# Corfu campsites



## dethleff (Jun 25, 2005)

Has anyone been to any of these Corfu campsites 

AGIOS MATHEOS Chalikouna


DIONYSSOS BEACH Gouvia, Kato Korakiana 

DOLPHIN Ag.Ioannisi, Karousades 

IPPOKAMBOS (SEA HORSE) Messoggi 

IPSOS IDEAL Ipsos 

KARDA BEACH Dassia 

cut and paste not shouting

stan

Stan

KAROUSADES Karousades 

KERKYRA CAMPING Ipsos 

KONTOKALI BEACH INTERNATIONAL KONTOKALI

KORMARIE Kormari Dassia 

PALEOKASTRITSA Paleokastritsa 

PARADISE Pirgi 

PELEKAS Vatos 

PELECAS Chavares-Vatou 

RODA BEACH Roda 

SAN GEORGE Kavadades


----------



## 94639 (May 1, 2005)

hi dethleff

We called in to have a look at the DIONYSSOS BEACH site whilst on holiday in Corfu last year. It was in May at the start of the holiday season, not very many people there. The facilities looked clean and tidy, the site caters for motorhomes, caravans and tents also has a few static chalets. Not all pitches were level, site is terraced with limited electric hook ups. Had communal cooking and barbeque areas which seemed quite unusual. We are going back to Corfu again in May but alas not in our van and will try to visit some of the other sites you have listed. We hope to travel to Corfu in our van, it is a long term ambition to spend 3 months or so touring Greece starting and finishing in Corfu, our favourite island.


----------



## dethleff (Jun 25, 2005)

Thanks Brian I would appreciate that if you get
time. The site you mentioned is the only one I have found so far with a website.
Stan


----------



## fdhadi (May 9, 2005)

Hello Stan,

I have been to many hotels in Gouvia but never visited the camping site.
Gouvia is excellent, and ideally located to visit Corfu town.


----------



## peejay (May 10, 2005)

> The site you mentioned is the only one I have found so far with a website.
> Stan


Hi Stan;

Greek campsite owners haven't exactly embraced the internet and it can be difficult finding links. I used a bit of lateral thinking and came up with these.....

www.sunshine-campings.gr
click on 'search by map' for camping karda, or

www.kardacamp.gr

http://travel.diadiktyo.net/karousades-camping

http://karoussadescamping.gr

http://www.kerkyras.com/campingpaleokastritsa/enpage1.html

http://www.paradisevillage.gr/camping_bungalows.htm

http://www.san-george-camping.com/

http://www.pure-places.com/Korfu/Default_Camping.htm

I'm sure theres quite a few more - try googling with 'kerkyra' or 'kerkyras' and 'camping' in the search. The Germans are also crazy about Greece so try using 'korfu' and/or 'griechenland' in the search as well.

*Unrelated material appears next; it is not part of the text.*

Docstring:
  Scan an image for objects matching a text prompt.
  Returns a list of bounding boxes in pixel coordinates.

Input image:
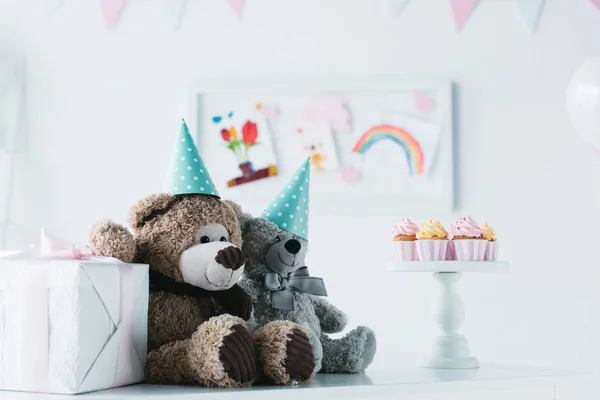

Have you got a map yet? Road editions are about the best and most accurate ones, a few more links....

http://www.road.gr/road_en/maps/maps.asp?id=408

which you can buy here or in any good bookshops isbn 9608481074

http://www.mapsworldwide.com/map_12611.htm

We toured mainland Greece and the peloponese twice in 2001/2 and love the place, never visited corfu but its on the list. Have a great one

pete.


----------



## dethleff (Jun 25, 2005)

Thanks to all for your help. very useful.
Brian try this website
http://www.agni.gr/message_boards/default.asp

Regards
Stan


----------